Her değişim acı verir, acıyla gelir. Değişimin insafsız çocuğu devrimse acının ta kendisidir. Acıdan doğar acıyla yaşar ve nihayetinde yine acıyla yerini bir başkasına terk eder.
Ardında "fettan dilber"in gücüyle, yüzyıllardır intikam duygusunun içlerinde mayalandığı halk yığınları sokaklara döküldüğünde olan şeydir devrim, Fransız ihtilali. Ve nedir ki intikam duygusu, nesillere meydan okur; şarkıların, şiirlerin solup gittiği, isimlerin tarihe karıştığı yerde, her neslin zihninde bir öncekinden daha keskindir.
Sefaletin aşinalığı onu daha katlanabilir yapmaz. Halkın üstündeki açılan her bir yeni yırtık, oluşan her bir yeni nasırla, "soylular" uğruna yapılmak zorunda kalınan her bir soysuz eylemle daha da pekişir intikamın öfkesi. Giyotinin bu derece keskin olmasının nedeni onu yüzyıllardır bileyen demircidir. Ve bu keskin dişli açgözlü canavar bir kere kafesinden salındıginda iyi veya kötü kavramları kaybolur. Sadece güneşin batışının kızıllığı vardır. Her yeri kaplayan kızılın tonları.

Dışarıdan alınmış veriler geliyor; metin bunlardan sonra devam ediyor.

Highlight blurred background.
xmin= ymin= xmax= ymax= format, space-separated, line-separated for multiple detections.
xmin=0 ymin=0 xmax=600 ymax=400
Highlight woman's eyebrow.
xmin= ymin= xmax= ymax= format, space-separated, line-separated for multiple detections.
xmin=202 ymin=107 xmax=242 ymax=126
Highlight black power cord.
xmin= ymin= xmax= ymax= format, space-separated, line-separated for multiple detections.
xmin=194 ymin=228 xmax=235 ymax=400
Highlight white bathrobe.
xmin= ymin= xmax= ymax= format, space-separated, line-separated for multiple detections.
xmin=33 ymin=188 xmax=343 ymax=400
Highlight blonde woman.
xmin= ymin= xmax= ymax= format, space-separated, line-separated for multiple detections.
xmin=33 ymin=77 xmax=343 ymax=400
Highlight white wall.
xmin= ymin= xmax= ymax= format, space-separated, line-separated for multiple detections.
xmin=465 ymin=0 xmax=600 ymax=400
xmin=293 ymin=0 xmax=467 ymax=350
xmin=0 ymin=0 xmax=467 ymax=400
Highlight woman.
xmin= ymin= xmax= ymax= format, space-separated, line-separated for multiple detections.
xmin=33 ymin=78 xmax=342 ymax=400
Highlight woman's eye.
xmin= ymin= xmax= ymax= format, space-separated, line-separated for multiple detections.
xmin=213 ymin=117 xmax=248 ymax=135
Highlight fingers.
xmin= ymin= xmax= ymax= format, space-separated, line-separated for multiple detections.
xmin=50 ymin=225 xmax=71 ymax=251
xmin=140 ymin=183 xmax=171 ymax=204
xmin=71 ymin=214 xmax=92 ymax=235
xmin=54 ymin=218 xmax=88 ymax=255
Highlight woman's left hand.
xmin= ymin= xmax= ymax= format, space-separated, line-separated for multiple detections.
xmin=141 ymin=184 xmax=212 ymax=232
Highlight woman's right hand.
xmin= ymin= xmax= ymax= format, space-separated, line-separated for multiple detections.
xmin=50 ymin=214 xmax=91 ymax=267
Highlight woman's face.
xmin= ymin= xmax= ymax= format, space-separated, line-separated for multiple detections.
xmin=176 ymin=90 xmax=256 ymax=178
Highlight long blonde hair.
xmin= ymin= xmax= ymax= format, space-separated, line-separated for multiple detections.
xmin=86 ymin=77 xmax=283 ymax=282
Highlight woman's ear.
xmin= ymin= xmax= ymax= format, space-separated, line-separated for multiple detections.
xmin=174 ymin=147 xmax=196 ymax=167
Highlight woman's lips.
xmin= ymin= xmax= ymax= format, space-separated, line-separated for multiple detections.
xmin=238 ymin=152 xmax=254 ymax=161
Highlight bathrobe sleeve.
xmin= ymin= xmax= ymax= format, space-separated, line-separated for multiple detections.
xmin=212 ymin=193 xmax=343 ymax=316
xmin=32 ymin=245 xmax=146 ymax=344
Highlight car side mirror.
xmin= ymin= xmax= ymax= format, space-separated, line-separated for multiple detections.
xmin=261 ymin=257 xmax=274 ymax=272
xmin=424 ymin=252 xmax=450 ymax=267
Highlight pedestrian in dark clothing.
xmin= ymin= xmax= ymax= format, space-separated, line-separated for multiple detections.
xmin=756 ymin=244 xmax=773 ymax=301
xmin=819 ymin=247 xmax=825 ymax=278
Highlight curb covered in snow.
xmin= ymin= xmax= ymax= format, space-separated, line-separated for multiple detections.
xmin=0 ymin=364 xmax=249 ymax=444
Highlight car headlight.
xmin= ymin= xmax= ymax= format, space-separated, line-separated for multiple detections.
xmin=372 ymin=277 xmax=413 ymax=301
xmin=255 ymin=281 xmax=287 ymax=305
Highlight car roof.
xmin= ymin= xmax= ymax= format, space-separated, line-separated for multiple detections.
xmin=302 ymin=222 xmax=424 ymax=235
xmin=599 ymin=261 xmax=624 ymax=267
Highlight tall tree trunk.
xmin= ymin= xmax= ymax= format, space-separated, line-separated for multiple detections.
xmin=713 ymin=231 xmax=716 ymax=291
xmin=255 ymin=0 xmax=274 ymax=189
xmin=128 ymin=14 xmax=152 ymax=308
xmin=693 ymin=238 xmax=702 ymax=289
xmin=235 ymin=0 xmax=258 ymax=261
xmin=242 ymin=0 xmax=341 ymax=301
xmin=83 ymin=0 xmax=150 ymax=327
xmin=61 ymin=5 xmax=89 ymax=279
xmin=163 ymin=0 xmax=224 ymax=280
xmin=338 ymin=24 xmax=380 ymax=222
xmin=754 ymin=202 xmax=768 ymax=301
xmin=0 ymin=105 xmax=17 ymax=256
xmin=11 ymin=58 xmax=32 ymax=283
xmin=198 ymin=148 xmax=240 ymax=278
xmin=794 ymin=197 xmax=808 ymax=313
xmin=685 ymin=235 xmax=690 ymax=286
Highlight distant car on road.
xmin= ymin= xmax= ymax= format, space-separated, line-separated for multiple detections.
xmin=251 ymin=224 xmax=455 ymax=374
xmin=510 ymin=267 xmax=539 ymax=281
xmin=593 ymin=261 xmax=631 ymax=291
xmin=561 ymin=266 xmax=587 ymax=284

Kitap dünya edebiyatının kült kitaplarından. Dönemin psikolojisini, şartları anlamak için çok yerinde diye düşünüyorum. Bu arada söylemeden geçemeyeceğim Sydney Carton karakteri Dostoyevsky romanlarından fırlamış gibiydi. Böylesine talihsiz bir sona sahip olmamasını dilerdim.